Russia Weighs Policy ‘Creativity’ If Sanctions TightenedOlga Tanas and Anna Baraulina
Russian policy makers are discussing non-standard monetary instruments they may use if the European Union tightens the stranglehold of sanctions over Ukraine, according to central bank First Deputy Chairman Ksenia Yudaeva.
“We have different scenarios, different alternatives to act -- the situation demands creativity,” Yudaeva told reporters today in the Black Sea resort of Sochi. “We’re in constant dialogue with banks and are considering all options. To be honest, we don’t see any need for unsecured loans, but we’re preparing this instrument, too.”
Russia’s government and the central bank are weighing measures to support the financial system after the U.S. and the EU imposed sanctions to penalize the country over the Ukrainian crisis, choking access to international credit for some lenders.

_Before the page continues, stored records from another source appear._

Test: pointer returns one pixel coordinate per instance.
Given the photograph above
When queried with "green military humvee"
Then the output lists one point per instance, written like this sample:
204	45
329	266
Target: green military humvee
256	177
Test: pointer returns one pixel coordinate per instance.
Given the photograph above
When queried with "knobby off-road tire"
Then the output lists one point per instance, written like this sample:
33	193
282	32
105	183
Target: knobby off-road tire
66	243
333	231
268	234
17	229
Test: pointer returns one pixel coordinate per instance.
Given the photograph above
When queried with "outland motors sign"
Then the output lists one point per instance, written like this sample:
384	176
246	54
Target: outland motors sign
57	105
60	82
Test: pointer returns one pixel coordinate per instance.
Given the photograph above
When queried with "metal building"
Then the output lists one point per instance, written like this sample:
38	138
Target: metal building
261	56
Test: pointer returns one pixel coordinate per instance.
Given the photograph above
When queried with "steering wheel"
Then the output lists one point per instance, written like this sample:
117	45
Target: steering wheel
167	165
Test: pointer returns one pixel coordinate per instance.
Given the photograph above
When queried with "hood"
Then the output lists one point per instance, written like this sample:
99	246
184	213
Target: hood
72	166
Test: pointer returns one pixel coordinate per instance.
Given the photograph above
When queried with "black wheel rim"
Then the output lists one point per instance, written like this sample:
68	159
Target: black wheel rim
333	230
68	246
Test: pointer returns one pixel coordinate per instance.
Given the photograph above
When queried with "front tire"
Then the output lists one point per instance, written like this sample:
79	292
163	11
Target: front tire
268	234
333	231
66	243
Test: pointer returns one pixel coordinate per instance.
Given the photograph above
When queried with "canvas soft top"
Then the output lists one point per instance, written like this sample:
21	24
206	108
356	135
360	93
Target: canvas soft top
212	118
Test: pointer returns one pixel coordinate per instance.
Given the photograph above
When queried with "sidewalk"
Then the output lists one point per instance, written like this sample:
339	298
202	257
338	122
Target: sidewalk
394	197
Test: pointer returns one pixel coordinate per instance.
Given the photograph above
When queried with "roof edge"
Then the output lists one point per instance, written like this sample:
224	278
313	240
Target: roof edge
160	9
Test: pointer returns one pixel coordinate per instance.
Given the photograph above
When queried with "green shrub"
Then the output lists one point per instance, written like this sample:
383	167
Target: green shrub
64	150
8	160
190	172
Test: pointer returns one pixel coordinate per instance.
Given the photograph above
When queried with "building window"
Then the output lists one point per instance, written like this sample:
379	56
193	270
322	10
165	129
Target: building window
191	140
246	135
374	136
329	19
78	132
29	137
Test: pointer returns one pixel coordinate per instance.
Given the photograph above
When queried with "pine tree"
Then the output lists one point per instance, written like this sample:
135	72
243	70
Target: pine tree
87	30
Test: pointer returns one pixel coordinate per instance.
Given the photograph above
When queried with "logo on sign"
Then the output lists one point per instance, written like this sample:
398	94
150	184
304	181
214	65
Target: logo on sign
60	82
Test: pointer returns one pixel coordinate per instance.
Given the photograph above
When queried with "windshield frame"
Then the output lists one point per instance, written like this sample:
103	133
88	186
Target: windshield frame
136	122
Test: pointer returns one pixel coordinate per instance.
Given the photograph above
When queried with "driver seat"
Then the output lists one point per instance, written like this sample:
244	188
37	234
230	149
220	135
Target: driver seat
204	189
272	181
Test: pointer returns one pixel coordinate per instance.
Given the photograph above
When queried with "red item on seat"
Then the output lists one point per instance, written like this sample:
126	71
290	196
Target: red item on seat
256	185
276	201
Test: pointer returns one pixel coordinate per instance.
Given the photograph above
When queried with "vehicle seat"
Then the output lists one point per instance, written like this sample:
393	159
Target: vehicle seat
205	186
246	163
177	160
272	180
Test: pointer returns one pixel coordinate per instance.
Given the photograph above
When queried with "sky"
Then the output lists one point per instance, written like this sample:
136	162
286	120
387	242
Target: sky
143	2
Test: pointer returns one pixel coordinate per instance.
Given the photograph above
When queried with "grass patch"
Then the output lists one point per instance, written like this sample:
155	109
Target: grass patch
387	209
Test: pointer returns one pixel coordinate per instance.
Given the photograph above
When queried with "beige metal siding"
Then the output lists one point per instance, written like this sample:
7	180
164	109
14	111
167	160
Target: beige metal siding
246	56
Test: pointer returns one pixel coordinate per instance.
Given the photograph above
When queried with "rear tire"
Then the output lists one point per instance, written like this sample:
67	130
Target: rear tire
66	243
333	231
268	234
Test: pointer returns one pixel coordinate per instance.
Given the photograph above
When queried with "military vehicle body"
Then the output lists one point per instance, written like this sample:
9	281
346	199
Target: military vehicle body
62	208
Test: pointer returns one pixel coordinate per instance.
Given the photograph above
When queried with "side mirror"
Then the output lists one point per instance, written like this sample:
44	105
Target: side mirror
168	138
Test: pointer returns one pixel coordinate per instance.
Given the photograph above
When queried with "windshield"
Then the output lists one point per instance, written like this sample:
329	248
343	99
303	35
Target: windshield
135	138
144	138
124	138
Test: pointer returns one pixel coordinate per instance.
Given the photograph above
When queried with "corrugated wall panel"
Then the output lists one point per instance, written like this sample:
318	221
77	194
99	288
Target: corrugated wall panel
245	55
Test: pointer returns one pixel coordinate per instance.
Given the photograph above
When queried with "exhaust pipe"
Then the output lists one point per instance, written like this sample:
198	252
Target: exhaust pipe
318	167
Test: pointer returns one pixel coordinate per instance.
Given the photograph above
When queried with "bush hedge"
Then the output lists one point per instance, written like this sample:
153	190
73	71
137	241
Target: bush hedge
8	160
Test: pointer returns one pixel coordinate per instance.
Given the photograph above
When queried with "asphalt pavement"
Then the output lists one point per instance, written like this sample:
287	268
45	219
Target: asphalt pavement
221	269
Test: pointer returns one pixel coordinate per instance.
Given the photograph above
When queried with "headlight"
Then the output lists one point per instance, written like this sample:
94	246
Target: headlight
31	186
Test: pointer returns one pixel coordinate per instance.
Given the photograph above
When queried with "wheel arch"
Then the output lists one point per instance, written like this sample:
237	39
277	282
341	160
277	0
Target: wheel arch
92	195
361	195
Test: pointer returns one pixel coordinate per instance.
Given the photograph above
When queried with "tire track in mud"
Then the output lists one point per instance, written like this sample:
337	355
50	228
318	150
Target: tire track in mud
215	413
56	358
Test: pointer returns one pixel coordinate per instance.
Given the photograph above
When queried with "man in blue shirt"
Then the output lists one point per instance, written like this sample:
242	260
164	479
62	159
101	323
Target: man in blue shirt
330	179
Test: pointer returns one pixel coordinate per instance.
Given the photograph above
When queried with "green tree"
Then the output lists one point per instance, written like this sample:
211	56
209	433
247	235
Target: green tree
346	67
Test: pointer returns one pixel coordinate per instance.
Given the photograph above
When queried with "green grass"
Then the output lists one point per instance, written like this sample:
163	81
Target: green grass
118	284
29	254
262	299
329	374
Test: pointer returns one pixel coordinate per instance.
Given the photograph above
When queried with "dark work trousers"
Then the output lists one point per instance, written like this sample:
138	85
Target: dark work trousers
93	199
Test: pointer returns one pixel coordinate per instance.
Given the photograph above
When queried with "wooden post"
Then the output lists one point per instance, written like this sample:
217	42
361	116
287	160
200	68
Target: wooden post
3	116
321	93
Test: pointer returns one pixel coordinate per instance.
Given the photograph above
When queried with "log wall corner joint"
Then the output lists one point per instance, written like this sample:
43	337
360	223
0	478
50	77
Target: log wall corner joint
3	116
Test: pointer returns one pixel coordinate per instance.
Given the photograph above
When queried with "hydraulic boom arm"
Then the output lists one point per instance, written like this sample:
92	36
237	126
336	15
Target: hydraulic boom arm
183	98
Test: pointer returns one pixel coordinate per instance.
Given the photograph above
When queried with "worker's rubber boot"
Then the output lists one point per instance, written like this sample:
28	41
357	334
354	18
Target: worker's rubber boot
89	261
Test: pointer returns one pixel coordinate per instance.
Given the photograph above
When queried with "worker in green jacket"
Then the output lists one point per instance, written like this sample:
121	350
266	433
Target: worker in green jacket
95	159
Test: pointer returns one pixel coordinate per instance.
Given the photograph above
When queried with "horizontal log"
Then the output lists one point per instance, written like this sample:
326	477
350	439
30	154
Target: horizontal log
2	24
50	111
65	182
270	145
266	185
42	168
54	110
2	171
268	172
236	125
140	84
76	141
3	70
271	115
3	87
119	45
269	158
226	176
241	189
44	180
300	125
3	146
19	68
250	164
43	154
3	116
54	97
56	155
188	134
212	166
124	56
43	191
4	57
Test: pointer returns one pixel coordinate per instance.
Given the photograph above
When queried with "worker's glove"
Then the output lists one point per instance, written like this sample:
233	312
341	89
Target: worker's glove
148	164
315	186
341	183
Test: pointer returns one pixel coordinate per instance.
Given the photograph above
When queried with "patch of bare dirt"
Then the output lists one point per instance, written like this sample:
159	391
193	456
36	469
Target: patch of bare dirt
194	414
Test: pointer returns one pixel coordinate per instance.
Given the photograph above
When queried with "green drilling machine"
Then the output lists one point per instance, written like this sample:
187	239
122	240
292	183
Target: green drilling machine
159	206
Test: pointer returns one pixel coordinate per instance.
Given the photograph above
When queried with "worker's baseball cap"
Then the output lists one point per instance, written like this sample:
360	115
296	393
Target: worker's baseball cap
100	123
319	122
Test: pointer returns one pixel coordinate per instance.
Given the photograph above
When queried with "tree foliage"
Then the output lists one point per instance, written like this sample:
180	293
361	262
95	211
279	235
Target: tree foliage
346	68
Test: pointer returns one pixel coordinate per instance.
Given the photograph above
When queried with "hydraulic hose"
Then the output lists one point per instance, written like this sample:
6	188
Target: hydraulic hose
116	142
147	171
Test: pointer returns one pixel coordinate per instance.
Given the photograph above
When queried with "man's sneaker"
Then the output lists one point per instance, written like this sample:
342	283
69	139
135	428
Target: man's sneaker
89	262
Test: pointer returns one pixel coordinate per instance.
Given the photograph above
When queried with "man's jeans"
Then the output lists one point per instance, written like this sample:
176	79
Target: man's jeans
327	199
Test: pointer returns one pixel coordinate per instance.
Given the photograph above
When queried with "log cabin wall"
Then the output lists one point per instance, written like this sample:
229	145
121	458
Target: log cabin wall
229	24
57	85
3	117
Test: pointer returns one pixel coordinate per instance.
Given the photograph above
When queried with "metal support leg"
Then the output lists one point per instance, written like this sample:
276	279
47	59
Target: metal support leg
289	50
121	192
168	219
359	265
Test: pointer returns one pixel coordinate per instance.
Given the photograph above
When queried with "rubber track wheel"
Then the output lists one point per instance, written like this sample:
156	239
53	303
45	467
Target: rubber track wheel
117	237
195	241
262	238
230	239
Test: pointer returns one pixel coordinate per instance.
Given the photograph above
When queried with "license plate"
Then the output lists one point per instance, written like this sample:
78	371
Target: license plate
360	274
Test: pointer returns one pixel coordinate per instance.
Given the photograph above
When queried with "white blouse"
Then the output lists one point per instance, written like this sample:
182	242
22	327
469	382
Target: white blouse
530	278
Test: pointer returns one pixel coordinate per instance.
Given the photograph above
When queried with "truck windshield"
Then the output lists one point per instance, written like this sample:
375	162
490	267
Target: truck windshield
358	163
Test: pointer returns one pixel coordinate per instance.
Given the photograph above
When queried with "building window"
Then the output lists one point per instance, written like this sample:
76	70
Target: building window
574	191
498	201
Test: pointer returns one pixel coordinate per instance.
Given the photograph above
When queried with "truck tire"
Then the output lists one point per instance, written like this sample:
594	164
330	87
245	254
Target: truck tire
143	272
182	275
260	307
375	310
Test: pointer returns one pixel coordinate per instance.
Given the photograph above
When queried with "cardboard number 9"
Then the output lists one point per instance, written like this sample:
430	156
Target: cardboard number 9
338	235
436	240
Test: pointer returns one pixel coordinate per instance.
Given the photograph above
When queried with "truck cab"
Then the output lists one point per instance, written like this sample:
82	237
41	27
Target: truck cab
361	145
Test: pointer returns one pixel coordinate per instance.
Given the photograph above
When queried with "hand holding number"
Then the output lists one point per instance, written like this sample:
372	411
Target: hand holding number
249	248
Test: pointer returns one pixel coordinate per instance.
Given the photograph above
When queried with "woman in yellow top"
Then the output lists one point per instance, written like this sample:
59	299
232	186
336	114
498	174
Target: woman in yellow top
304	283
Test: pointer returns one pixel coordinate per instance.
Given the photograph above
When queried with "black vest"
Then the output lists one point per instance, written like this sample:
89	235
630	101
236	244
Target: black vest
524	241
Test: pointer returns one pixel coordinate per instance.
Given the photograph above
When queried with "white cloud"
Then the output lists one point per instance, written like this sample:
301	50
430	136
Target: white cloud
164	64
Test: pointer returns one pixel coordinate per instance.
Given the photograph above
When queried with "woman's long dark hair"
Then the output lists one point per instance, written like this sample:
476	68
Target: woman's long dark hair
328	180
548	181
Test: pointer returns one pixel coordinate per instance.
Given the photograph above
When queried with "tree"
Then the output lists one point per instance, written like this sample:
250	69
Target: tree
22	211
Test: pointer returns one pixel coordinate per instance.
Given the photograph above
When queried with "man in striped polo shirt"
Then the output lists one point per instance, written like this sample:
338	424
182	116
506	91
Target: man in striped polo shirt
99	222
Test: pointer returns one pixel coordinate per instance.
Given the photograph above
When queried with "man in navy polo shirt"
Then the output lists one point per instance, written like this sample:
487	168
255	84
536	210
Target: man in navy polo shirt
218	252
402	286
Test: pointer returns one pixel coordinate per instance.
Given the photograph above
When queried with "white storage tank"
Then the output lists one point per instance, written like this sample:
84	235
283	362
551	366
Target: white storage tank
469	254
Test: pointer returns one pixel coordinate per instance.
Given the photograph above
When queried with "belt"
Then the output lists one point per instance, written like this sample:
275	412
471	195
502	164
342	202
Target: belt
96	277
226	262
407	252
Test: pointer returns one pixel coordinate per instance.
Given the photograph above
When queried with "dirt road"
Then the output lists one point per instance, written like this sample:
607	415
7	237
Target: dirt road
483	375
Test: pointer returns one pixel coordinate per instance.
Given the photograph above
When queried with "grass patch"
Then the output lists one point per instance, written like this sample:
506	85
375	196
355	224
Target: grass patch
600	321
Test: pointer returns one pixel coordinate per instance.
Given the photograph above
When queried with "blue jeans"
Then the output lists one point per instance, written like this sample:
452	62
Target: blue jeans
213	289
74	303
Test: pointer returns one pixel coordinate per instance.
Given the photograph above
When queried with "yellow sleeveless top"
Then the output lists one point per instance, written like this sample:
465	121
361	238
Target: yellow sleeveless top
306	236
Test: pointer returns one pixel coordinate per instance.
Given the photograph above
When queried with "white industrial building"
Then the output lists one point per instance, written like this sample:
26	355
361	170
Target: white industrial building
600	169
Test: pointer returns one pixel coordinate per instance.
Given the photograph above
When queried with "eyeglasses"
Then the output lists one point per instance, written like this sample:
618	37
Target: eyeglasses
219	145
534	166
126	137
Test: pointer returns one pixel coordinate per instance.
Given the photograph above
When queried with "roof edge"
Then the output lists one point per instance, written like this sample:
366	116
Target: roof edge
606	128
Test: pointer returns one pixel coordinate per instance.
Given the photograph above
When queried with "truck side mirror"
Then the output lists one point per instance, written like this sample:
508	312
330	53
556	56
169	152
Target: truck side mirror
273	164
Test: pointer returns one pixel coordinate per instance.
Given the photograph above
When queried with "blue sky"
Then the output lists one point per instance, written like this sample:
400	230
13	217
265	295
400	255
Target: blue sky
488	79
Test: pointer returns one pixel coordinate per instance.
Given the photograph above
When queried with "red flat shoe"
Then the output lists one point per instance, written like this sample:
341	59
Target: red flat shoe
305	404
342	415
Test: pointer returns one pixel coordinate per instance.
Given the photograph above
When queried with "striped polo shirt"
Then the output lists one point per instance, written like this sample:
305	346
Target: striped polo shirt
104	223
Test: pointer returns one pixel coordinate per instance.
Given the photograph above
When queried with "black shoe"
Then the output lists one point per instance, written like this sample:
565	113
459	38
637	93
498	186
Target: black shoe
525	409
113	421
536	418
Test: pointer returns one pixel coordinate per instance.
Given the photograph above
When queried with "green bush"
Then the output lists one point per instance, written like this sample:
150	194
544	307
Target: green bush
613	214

In Brussels today, representatives of the 28 EU governments are considering tightening the economic restrictions that were imposed on Russia in July. The EU followed the U.S. in putting more pressure on Russia’s banking industry, prohibiting state-controlled lenders including OAO Sberbank, the country’s biggest, from selling shares or bonds in the EU.
“We’re considering now whether non-standard instruments are necessary,” Yudaeva said, declining to be more specific.
The government has already stepped up support for the affected banks by investing 214 billion rubles ($5.8 billion) into preferred shares of VTB Group and 25 billion rubles in Russian Agricultural Bank from the National Wellbeing Fund, one of the country’s sovereign wealth funds.
The focus on unsecured loans harkens back to the height of the 2008-2009 credit crisis, when the central bank was forced to flood the financial industry with liquidity. It extended as much as 1.9 trillion rubles in unsecured loans to banks, loosened regulations and drained a third of its reserves to slow the ruble’s decline after the collapse of Lehman Brothers Holdings Inc. in 2008.